Variational quantum algorithms are often difficult to tune variational parameters and hyperparameters, which are themselves NP-hard. Moreover, for some initializations, the gradients of the parameters may vanish even if the model is far from converging, which requires an exponential number of samples to estimate them. However, the convergence of VQE has been demonstrated in the over-parameterization mechanism - even if the gradients are exponentially small.
While existing quantum annealing devices are large enough that they do not need to meet the fault tolerance requirements of general-purpose devices, the overall benefits of quantum annealing remain to be determined. Quantum tunneling can penetrate high and thin potential barriers; however, it is not possible to know in advance whether the potential barriers that arise in practical problems allow tunneling. For highly constrained financial optimization problems with multiple classes of variables, it is often costly to transform the problem into an unconstrained quadratic optimization problem, especially if the number of quantum bits is limited. However, thanks to the availability of relatively large quantum annealers, scientists have begun to experiment with applications such as portfolio optimization.
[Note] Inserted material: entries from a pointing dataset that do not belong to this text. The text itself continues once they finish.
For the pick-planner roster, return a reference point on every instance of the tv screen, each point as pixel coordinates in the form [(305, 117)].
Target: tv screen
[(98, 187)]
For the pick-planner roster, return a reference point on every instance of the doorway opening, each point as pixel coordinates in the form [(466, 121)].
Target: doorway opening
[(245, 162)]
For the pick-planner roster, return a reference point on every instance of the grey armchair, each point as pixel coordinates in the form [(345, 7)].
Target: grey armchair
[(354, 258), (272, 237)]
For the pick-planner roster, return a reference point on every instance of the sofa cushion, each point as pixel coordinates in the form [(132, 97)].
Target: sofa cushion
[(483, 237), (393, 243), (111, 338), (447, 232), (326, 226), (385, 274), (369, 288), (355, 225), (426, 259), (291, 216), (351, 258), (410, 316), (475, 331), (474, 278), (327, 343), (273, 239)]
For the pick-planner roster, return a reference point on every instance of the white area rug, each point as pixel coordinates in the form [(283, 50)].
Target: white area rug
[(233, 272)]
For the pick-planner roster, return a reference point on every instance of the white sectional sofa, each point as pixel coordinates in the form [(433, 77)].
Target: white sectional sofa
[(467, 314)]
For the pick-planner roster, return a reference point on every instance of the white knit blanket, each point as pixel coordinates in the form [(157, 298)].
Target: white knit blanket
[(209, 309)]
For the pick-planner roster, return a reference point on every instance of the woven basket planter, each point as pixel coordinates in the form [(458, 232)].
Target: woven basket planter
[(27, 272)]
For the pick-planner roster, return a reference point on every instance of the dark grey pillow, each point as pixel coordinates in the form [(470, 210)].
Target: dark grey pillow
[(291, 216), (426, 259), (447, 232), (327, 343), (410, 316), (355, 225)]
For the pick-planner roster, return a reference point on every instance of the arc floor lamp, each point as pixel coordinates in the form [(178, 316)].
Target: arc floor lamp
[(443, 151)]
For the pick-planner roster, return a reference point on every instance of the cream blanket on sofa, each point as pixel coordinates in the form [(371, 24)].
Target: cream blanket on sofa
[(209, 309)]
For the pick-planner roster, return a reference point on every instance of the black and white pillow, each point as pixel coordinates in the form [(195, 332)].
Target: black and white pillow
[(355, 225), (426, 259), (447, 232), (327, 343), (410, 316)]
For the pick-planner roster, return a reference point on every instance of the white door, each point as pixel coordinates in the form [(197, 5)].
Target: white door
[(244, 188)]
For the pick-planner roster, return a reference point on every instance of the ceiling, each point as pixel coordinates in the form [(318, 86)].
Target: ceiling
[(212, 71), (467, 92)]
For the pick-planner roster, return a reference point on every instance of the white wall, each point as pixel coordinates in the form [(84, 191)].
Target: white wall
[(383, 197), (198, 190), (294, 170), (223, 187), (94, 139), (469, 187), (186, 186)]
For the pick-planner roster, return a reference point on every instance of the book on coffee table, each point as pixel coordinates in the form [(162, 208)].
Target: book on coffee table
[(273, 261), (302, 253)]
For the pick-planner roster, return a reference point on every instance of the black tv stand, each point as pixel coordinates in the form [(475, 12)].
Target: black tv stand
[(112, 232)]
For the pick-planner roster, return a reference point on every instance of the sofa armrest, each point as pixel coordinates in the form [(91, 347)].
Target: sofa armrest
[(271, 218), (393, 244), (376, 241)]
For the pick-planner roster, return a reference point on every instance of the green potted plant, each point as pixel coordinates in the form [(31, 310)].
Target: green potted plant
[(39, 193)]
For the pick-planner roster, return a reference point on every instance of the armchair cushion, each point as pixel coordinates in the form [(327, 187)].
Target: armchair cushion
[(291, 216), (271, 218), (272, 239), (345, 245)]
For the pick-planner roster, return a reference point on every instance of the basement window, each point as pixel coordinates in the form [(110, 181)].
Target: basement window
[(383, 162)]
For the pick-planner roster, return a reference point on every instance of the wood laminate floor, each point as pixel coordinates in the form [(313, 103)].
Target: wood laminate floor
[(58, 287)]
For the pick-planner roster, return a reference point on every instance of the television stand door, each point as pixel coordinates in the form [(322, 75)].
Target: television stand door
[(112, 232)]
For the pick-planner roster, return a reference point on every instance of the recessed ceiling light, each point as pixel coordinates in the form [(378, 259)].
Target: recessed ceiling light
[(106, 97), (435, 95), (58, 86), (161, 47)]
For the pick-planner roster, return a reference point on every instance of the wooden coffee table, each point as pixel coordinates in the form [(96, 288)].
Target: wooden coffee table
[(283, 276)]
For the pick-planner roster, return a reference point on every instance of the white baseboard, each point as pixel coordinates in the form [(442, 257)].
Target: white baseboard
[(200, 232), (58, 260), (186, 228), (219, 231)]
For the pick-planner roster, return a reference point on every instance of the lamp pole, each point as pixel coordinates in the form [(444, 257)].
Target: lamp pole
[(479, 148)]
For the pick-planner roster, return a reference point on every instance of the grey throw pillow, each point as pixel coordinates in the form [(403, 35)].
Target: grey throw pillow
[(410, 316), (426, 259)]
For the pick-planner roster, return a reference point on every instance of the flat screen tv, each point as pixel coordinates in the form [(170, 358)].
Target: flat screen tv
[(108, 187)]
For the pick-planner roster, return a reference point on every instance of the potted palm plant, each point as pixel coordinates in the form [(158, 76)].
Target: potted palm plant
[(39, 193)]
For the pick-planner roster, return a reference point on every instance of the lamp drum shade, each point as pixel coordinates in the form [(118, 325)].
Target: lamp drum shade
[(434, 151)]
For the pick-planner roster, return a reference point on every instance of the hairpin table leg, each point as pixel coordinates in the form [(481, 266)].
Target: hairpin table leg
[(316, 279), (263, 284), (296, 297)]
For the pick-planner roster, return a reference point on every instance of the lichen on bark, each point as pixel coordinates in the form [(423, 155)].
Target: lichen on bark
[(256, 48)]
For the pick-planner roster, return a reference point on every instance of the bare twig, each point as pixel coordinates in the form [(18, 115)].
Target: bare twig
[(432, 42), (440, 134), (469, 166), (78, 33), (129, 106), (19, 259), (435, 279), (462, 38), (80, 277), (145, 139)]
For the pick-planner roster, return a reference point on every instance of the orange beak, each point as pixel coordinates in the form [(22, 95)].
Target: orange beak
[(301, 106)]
Finally, QAOA has other advantages over VQE and VQS: for example, only two parameters are used per layer, and theoretical and numerical results show that it is able to transfer optimization parameters between problem instances. Moreover, in some cases, parameter optimization can be performed efficiently in a classical manner using a quantum circuit simulator.
3) Quantum methods for dynamic programming
In some optimization problems, the information needed to make subsequent decisions is only revealed after intermediate decisions have been made. Thus, in such cases, decisions must be made sequentially and the optimal policy must consider both current and future decisions. Solving these decision problems often requires dynamic programming, i.e., solving the problem recursively by reducing the main problem to a series of smaller, easier-to-solve problems.
Dynamic programming problems are also common in finance. In addition to the American option pricing problem, another important place where dynamic programming appears in finance is in the structuring of Collateralized Mortgage Obligations (CMOs), which bundle mortgages and reschedule their cash flows into multiple "tranches" that are paid sequentially.The issuer of a CMO is usually interested in the optimal payment schedule (structure) for these tranches. Issuers of CMOs are often interested in the optimal schedule (structure) of these installments to minimize payment obligations to CMO owners, which requires a recursive solution because the optimal start and end of the kth installment depends on the optimal schedule of the first k - 1 installments.
While there are no quantum solutions for CMO structures and other similar financial problems, quantum algorithms have been proposed for reducing the exponential dependence of exponential-time dynamic programming for various NP-complete problems.